Now, my daughter is 14 and again, due to MS, I have retired to permanent disability and have been a stay at home mom for about 6 months now. I realize the beauty in God’s plan as I see that she needs me more in her life now as a teenager than she did as a toddler.
All this to say, it is ok to for moms to be selfish because our happiness sets the tone for the household. Of course, you are correct in stating the key is handling the career appropriately and turning it off at home, but I think we teach our children more about life and it’s realities and teach them the skills to balance it all, by being true to ourselves. In being selfish or true to ourselves, I feel we are giving them our best.
This is so helpful Michele! It is very difficult to balance being a working mom and spending time with my son. I have trouble turning off work as well. Thanks for writing this insightful article.

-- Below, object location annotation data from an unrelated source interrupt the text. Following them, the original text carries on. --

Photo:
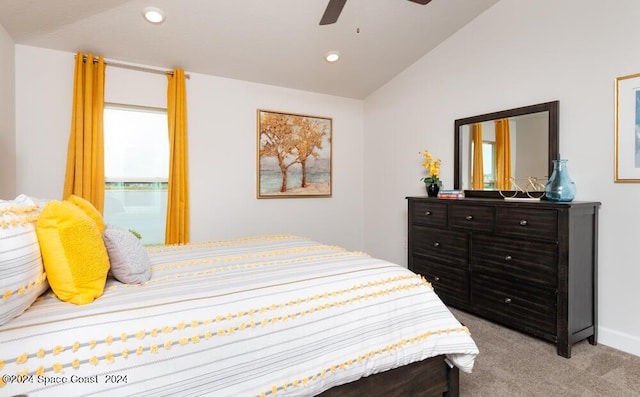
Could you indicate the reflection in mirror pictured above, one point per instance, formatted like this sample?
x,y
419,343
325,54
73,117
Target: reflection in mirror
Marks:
x,y
498,151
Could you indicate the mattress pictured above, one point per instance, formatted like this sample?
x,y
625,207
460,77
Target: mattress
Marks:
x,y
256,316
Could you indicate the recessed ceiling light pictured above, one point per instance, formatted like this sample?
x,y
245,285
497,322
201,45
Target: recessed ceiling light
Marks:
x,y
332,56
153,15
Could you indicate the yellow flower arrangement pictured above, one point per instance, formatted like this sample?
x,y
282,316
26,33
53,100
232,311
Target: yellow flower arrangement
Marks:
x,y
433,168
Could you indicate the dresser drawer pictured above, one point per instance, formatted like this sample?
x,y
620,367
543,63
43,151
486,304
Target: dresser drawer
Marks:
x,y
517,305
475,218
527,223
444,246
428,212
533,262
451,284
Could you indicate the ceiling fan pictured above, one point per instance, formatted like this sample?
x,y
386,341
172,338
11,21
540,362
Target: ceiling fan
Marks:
x,y
334,8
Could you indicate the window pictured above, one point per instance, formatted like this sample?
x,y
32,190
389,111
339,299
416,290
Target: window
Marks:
x,y
136,145
488,161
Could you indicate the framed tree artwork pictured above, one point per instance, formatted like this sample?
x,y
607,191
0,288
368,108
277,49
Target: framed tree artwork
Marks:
x,y
294,155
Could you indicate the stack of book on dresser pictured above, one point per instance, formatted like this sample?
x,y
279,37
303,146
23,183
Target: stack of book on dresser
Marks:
x,y
451,194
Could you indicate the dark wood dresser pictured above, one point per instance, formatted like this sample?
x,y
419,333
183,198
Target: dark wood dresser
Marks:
x,y
531,266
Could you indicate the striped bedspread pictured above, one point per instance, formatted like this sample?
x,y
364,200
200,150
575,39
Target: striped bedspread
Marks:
x,y
257,316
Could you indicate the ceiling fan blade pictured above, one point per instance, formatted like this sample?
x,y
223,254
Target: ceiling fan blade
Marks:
x,y
332,12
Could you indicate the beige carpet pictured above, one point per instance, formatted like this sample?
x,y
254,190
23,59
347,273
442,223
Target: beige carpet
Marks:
x,y
513,364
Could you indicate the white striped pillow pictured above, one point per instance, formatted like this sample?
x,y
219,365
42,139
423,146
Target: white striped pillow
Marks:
x,y
22,276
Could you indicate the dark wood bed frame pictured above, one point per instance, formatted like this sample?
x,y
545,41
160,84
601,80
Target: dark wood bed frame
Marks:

This type of second-guessing your calling, worth, and priorities also occurs within a marriage. I guess it’s true of any significant relationship in which togetherness is necessary. It’s always a tension and a balancing act. Thanks, Michele, for a steady hand to hold while walking the tightrope.
I find it inspiring that you do so much Michelle. I pray that we mom’s all find the right calibration, and the ability to readjust it, for the changing terrains and adventures of our life.